In the evening, we took Bruno to see his last sunset in the park and it was the most beautiful one I’ve ever seen in my life. We sat on the bench we normally do and watched as the sky burned orange. We let him off the lead and let him walk free. He didn’t go too far, forever turning back to see we’re still close to him.
“We couldn’t have been luckier,” We all said.
Humans are so funny for how we fall in love with those we know we can’t keep forever. Boxers have these tiny hearts and are only given a life expectancy of around 10 years. It feels like an eternity outstretched when they’re tiny, then all of a sudden your time is up. It’s almost enough to make you not want to love again. But it’s what we do, isn’t it? Keep loving and keep losing. I think maybe this makes them the lucky ones; all my dog ever knew was love. He’ll never have to lose.
‘Be where your feet are’ is a lesson I’m given often, and last weekend was no exception. Sometimes you have to sit in the sadness and find peace there. How many times are we sat in the same room with our friends and family with a true appreciation of how lucky we are to have those hours together.
This isn’t a sad story, it’s a love story. One of the greatest acts of love I have ever seen was my beautiful sister knowing him so much that it was time to let him go. Even if she wasn’t ready, even if none of us were.

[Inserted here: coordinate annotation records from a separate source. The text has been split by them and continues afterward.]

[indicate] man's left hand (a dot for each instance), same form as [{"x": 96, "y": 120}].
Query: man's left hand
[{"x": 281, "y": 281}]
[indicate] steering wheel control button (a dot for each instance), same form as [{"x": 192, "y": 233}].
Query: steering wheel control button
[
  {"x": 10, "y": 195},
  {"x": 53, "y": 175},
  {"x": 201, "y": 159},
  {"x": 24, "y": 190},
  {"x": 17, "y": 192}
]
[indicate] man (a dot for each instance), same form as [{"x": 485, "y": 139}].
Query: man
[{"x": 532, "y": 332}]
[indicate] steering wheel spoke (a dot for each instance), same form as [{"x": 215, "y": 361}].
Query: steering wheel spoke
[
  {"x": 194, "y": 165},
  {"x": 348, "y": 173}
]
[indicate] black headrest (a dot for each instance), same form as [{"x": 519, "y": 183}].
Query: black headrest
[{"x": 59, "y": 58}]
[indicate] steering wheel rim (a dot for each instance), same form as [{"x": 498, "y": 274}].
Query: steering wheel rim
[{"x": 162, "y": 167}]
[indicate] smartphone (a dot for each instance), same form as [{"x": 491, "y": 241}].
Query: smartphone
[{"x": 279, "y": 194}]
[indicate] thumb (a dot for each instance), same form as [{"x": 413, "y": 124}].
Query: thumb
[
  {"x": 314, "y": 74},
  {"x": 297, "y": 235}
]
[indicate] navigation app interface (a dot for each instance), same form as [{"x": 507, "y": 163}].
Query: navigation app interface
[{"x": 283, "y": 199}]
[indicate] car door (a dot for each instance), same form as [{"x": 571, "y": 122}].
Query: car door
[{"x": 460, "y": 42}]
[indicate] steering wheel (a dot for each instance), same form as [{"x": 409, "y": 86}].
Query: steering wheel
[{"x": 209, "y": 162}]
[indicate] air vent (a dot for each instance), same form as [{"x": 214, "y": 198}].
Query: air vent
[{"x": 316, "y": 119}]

To be loved by my sister is to be the luckiest in the whole world. They say we write about life to taste it twice, and so I will write about Bruno for the rest of my life.
As we drove to the vets, Wild Horses by The Rolling Stones played and letting go of our soul dog felt like we were doing right by him, as he had done for us so many times.
Bruno passed peacefully on Monday 3rd March, 2025 at 4:40pm next to his family, surrounded by all he’s ever known - love.
I loved reading this, it is so hartwarming and pure. Just like a dogs love❤
Sorry for your loss❤️ beautiful writing as always.